Les 220% de turnover des médecins accroissent les EVASAN
La conséquence de l’absence d’AME à Mayotte est un engorgement de l’hôpital notamment par les étrangers en situation irrégulière. Comme nous l’avons constamment répété, soigner la population de la région impliquerait que soient débloqués des fonds humanitaires pour venir au secours d’un Centre hospitalier à bout de souffle, un des deux de France à recevoir une enveloppe globale et non à l’activité, précisément en raison de sa spécificité. Il était en déficit de 22 millions d’euros en 2023, précise la députée mahoraise.
Concentrant l’essentiel des soins, il est de plus en plus déserté par les personnels de santé, pas seulement en raison de l’insécurité qui sévissait, mais aussi par la suppression de l’Indemnité Particulière d’Exercice (IPE) par le précédent gouvernement.
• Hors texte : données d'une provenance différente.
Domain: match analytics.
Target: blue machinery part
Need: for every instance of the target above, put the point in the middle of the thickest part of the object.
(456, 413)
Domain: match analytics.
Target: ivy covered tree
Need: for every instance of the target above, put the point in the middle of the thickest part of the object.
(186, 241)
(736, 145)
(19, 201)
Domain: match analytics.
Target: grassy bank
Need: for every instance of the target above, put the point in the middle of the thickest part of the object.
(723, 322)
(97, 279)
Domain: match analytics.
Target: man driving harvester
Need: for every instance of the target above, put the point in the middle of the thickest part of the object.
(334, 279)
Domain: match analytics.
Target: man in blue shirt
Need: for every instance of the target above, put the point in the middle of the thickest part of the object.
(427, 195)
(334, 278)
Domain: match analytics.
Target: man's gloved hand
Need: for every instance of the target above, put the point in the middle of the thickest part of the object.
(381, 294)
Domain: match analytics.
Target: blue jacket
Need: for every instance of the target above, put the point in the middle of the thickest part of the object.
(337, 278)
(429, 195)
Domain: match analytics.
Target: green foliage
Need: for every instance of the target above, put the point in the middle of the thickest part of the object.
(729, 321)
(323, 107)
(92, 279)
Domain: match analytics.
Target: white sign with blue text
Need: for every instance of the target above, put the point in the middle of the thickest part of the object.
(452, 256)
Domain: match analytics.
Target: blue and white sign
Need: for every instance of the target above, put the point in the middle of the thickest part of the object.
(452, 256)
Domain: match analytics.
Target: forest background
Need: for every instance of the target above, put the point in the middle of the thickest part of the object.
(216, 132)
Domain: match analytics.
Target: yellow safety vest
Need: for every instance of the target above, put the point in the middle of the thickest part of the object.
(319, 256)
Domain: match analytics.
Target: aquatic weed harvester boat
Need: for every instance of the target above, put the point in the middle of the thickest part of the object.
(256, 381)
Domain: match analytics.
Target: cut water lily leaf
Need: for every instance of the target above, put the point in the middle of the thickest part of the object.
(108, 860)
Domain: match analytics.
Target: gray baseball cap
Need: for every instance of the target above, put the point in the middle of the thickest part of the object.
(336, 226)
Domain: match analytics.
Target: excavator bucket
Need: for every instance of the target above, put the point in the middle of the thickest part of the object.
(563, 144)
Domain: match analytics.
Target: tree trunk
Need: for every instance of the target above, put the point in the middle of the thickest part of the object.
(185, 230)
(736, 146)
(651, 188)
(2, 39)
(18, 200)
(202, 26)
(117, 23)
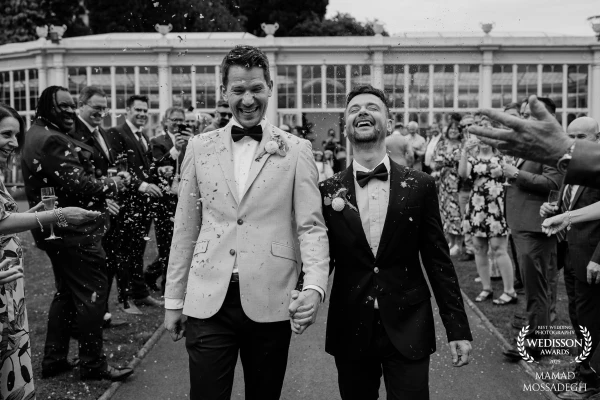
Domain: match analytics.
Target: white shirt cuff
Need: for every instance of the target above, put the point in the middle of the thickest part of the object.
(143, 187)
(173, 304)
(318, 289)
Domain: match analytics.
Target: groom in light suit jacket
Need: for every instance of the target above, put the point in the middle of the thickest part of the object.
(248, 194)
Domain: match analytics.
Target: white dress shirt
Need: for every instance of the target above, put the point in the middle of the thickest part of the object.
(372, 201)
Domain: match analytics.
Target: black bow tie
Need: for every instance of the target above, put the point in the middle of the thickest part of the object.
(238, 133)
(379, 173)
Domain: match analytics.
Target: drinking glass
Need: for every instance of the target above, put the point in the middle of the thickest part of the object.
(49, 200)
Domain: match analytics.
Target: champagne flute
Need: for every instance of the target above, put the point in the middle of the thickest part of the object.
(49, 200)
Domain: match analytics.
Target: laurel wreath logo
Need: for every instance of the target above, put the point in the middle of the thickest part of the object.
(521, 345)
(587, 347)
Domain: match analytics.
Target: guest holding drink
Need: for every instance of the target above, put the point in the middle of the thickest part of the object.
(53, 158)
(484, 217)
(446, 157)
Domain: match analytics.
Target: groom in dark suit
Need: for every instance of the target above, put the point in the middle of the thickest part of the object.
(381, 217)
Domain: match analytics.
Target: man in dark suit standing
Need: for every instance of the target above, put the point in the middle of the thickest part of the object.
(579, 251)
(51, 157)
(93, 105)
(135, 215)
(381, 217)
(167, 154)
(531, 182)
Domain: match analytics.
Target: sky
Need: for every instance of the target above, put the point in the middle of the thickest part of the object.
(549, 16)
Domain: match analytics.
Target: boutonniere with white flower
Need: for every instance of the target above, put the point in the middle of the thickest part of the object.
(276, 145)
(339, 200)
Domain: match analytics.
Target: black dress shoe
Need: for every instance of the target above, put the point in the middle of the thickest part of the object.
(110, 373)
(59, 368)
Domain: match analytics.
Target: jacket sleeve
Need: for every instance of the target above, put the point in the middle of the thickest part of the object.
(310, 225)
(440, 271)
(63, 168)
(549, 179)
(188, 221)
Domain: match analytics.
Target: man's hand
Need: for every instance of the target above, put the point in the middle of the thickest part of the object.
(175, 324)
(113, 207)
(540, 139)
(303, 309)
(593, 273)
(153, 190)
(547, 210)
(460, 349)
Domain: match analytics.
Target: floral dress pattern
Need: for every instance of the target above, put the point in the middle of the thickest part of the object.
(16, 375)
(485, 209)
(449, 153)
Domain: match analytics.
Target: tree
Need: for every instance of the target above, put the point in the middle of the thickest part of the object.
(340, 25)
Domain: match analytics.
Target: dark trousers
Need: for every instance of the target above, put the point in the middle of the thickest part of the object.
(163, 227)
(536, 253)
(136, 223)
(213, 345)
(405, 379)
(80, 301)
La perte de cette prime a été fatale, induisant un turnover de 220% en 2023, indique encore Anchya Bamana.
Cette perte de compétence a provoqué des recours encore plus massifs aux Evacuations sanitaires (EVASAN) vers La Réunion et la métropole, 1.800 patients en 2023, ce qui alourdit un peu plus le coût de santé.
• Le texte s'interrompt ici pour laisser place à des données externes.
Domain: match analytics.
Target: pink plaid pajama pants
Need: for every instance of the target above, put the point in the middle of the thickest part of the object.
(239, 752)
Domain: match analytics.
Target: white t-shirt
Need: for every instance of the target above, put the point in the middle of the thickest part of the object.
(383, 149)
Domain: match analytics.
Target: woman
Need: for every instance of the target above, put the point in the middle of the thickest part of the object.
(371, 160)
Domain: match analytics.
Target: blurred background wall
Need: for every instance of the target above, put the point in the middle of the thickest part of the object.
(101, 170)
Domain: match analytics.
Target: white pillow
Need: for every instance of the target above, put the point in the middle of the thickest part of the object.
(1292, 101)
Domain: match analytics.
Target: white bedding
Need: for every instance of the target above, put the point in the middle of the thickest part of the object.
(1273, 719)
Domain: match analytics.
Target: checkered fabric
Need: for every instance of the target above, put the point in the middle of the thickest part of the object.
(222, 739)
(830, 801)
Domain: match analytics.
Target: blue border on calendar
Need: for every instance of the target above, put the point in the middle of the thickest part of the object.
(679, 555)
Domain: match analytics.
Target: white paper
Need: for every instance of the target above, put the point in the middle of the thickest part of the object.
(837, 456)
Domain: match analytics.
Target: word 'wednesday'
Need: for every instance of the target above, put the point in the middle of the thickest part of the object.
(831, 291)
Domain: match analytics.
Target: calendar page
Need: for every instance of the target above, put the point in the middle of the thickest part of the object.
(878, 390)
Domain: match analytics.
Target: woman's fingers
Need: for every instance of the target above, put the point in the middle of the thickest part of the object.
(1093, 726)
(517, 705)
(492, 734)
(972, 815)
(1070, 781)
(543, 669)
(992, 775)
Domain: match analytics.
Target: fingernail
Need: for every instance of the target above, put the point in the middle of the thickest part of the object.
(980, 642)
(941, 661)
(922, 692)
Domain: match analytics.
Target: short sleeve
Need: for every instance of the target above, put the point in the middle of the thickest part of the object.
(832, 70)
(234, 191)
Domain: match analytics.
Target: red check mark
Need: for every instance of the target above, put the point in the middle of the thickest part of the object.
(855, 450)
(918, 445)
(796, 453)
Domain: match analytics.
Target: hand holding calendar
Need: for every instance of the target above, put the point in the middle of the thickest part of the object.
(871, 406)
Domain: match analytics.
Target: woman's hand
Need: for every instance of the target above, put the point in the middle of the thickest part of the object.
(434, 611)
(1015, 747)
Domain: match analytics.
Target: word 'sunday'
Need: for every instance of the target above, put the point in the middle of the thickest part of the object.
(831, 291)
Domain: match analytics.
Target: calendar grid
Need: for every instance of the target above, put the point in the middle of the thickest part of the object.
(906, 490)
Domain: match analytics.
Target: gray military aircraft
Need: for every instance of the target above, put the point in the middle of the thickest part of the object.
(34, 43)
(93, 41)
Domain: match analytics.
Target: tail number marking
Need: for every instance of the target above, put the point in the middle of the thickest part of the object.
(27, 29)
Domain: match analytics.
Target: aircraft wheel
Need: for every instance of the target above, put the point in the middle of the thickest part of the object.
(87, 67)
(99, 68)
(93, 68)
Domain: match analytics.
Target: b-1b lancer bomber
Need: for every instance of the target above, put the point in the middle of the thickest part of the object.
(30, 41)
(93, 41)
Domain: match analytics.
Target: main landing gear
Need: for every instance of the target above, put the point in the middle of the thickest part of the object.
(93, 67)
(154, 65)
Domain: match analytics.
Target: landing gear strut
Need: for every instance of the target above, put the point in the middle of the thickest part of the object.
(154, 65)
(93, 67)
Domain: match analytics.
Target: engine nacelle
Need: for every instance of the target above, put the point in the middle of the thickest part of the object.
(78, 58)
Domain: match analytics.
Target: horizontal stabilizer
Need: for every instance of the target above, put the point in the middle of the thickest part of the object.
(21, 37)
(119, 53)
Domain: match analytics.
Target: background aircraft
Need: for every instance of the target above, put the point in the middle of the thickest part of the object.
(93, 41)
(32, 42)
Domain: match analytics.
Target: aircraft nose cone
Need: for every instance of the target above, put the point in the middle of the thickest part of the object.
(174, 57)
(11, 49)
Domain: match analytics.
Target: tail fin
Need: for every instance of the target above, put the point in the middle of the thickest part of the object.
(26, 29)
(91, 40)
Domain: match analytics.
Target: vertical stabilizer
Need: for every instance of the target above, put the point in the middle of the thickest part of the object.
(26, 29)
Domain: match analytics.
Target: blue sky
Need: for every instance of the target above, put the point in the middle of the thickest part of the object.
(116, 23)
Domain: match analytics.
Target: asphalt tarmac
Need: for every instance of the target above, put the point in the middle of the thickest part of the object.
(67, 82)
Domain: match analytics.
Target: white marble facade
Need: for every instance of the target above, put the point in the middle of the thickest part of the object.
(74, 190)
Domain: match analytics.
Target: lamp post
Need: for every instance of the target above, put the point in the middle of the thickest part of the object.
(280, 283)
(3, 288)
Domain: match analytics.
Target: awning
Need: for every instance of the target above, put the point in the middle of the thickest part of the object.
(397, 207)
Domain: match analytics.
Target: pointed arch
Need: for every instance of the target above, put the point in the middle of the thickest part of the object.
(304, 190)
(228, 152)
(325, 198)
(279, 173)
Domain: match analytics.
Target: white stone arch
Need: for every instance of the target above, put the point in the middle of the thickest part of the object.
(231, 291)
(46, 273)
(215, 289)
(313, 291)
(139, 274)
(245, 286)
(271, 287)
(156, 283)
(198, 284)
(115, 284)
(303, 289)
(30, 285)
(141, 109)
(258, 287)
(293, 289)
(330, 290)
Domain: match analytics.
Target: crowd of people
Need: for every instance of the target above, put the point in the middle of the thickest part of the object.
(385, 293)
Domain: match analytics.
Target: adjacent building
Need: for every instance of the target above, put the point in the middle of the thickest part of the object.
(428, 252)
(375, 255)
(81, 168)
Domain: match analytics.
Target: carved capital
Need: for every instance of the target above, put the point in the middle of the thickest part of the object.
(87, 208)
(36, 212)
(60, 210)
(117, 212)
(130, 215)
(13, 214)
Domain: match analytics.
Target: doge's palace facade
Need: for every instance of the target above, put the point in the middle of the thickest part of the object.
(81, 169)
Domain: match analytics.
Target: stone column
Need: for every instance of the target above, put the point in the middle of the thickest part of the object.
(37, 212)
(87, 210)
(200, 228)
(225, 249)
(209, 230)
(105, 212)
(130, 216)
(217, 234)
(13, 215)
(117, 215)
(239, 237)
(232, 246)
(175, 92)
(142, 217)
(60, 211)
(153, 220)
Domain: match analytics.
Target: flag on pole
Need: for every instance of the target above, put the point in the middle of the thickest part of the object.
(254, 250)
Au « choc d’attractivité » demandé pour Mayotte, la ministre répondait favorablement, « J’ai signé une lettre pour autoriser le renouvellement de l’Indemnité Particulière d’Exercice », une nouvelle qui pourrait stopper l’hémorragie des départs, voir revenir à un certain niveau d’attractivité si l’insécurité poursuit son recul.
Généralisation des PADHUE
Quant à l’attractivité, « nous travaillons sur la rémunération des praticiens et sur leur formation dans le département », indique Geneviève Darrieusecq. Alors que Mayotte bénéficie d’une LAS, Licence Accès Santé, depuis deux ans, la mise en place d’un Parcours d’Accès Spécifique Santé (PASS) est demandée par la députée mahoraise.
Nous avons contacté le rectorat de Mayotte pour faire le point à ce sujet. Actuellement, grâce à la LAS, des places sont réservées en 2ème année de médecine aux étudiants de Mayotte. « Nous travaillons avec l’ARS et l’hôpital à un PASS, mais il faut auparavant s’assurer de la capacité d’encadrement ».
Était également remis sur le tapis le sujet des médecins PADHUE (Praticien A Diplôme Hors Union Européenne) à Mayotte, qui ont obtenu leur diplôme en dehors de l’UE et qui exercent en France. C’est la fermeté qui répondait aux inquiétudes du monde médical, la ministre y étant favorable : « Leur exercice doit être facilité à Mayotte comme en métropole, des postes ont été ouverts par les ARS ». Comme un constat d’échec de la formation des médecins en France.
Le débat prendra une autre orientation au Sénat. Les arguments des pour et contre le maintien de l’AME sous sa forme actuelle s’y feront entendre, avec une droite majoritaire, qui pourrait remanier le texte en réduisant la portée de l’AME. Des amendements ont déjà été adoptés dans ce sens.